Santen, who is an endocrinologist at University of Virginia Health, said he wishes the report had gone further and declared transition care for children “experimental” but overall felt its methodology “was excellent.”
The peer review document includes critical pieces written independently by two groups of gender researchers criticizing the report’s initial draft.
Kellan Baker, who was part of one of the groups, called the inclusion of those two reviewers a “fig leaf” because they weren’t invited to participate in the process.
He criticized the authors for having made a “cottage industry” out of criticizing gender care. Baker also said its credibility was undermined because it was commissioned by an order seeking to ban the very care the report was meant to evaluate.
“In science, we would call that a fatal flaw in scientific independence, because you already have your outcome,” said Baker, senior adviser for health policy at the Movement Advancement Project, an LGBTQ+ think tank.
Jilles Smids, a postdoctoral researcher at Erasmus MC in the Netherlands who has criticized the country’s protocols for treating transgender youths, wrote in his peer review that it’s “clearly not a neutral report” as it argues against early medical intervention for minors, while still calling the report a “well-argued analysis.”
HHS said that it invited a “diverse group of individuals and organizations” to participate in peer review and that the “highly critical academic articles” were treated as “unsolicited,” agency spokesman Andrew Nixon said in a statement.

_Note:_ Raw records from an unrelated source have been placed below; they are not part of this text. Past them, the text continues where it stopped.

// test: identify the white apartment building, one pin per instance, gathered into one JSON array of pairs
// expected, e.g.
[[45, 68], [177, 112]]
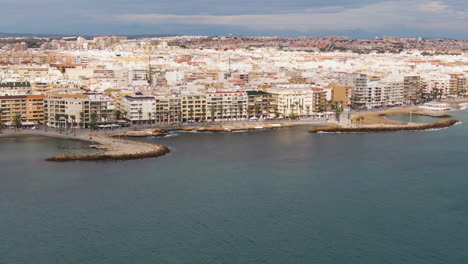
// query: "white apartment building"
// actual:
[[79, 107], [293, 100], [226, 106]]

The peer review comments were consistent with a federal law regarding objective data and the administration’s commitment to “radical transparency and gold standard science,” Nixon said.
Lane Strathearn, a professor of pediatrics at the University of Iowa who said he was contacted via email “out of the blue” to review the HHS report, said he had concerns about the report suggesting research on the topic was unethical. He also expressed concerns about the polarized nature of Trump’s executive order in January – which demanded the review within 90 days – and the language surrounding the commissioning of the report.
“I see it as just an impossible political situation in the U.S., where things are so polarized that people can’t sit down and have a reasonable conversation,” said Strathearn, a native Australian who used to vote Republican before Trump’s entry into politics but has since voted for Democrats.
Another peer reviewer, Western Sydney University professor Karleen Gribble, said she has been frustrated by what she views as a lack of exploration into the potential harms of breast removal surgery, which is one of her areas of focus.
She describes herself as “very much a lefty” and said she doesn’t follow American politics but wanted to participate in peer review because she thinks there should be more discussion about the risks and benefits of transition.
“Getting people who disagree with my viewpoint to actually engage in the discussion is just about impossible,” she said.